By Brian Huse, Director, Marketing & PR, Robotic Industries Association

According to lore, the U.S. Navy’s Aegis Missile Defense System owes much of its current status to guitarist Jeff Baxter of the rock band the Doobie Brothers. The band released songs in the 1980’s that continue to get airtime at contemporary and oldies rock stations today. Now, in a way, Jeff Baxter is helping us shoot down broken satellites before they fall into a China grove or California vineyard.

This was on my mind not long ago when the United States prepared to shoot down a newly launched and totally broken spy satellite. I sat in a Wendy’s restaurant at lunchtime reading about the first-ever mission to destroy a falling satellite with Aegis technology while “What a Fool Believes” by the Doobie Brothers played above me on the restaurant’s speakers.

You might remember that day. There was a full lunar eclipse in the evening. Also, NASA had just delivered a new, 30,000-pound addition to the International Space Station (the European Space Agency’s science lab module, “Columbus.”)

I find it fascinating that the satellite we shot down that day weighed about 10,000 pounds, and meanwhile the space station calls for nearly a million pounds of total mass by the time it is completed, but I digress.

Anyway, why blog about such a strange day in space exploration on a site devoted to robotics? Call it homage to my everlasting taste for funky music, space exploration and cool science, and how all these topics can sometimes come together in such spectacular ways.

For instance, did you know a Canadian-built robot called Dextre is on the roster of tenants for the space station? It is designed to work on the outside of the station and help minimize the need for manned space walks to perform dangerous and/or routine maintenance. (If all goes as planned, Dextre will be “onboard” the space station within days of this blog’s posting.)

With two arms, a torso of sorts and onboard vision, the robot is said to be very sophisticated and yet very basic. It is not some automaton with artificial intelligence, but rather a multi-axis, reprogrammable device that can use different tools and work remotely under the command of people who stay safe inside the orbiting vessel.

People right here on earth already use two-armed robots, and robots with machine vision, and specialized robots for handling hazardous or routine jobs. Thanks to decades of work on human-machine interfaces and tremendous advancements in cheap computing power, these machines are essential and commonplace at many businesses.

But robots will never take the place of artists and musicians; much less make inspirational jumps from the music studio to military think tanks.

Thanks in a way to the Doobie Brothers, we have some great old music and unmatched defense technology.

And thanks to some very smart and creative people in our industry, new and interesting robot applications are coming out all the time.

Speaking of interesting, some of the most successful people in the robotics industry belong to Robotic Industries Association, and as you might imagine, I hope one day you will join us. In fact, please come to Boston in the summer when we hold Robots 2008 “What’s Next” (click here for more details.)

Just for kicks and grins, how many song references can you find in this blog?


2 Responses to Tuning into Robotics: What’s Next?

  1. Mohit says:

    I really like your blog on robotics.
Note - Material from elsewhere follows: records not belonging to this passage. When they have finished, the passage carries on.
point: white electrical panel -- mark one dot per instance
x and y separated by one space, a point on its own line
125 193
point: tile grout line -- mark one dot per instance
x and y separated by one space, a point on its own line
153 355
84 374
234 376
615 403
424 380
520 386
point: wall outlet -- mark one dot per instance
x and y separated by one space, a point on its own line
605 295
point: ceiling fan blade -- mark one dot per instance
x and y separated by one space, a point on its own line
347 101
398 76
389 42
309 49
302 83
I am studying Master Degree in Production Engineering in Germany and I am from Nepal. I am workin gon KUKA Robot (manufactured by German company). It would be interesting for me if you can share some fo your experiences while you worked on robotics and suggestions on what can be done specically on mechanical part of robot. My email is mohit2064@hotmail.com. Thanks

  2. brianhuse says:

    ScienceDaily (Mar. 17, 2008) — Dextre, the final element of the International Space Station’s Mobile Servicing System, was put together during the second spacewalk of STS-123. Mission Specialists Richard Linnehan and Mike Foreman completed their 7-hour, 8-minute orbital stroll Sunday at 2:57 a.m. EDT.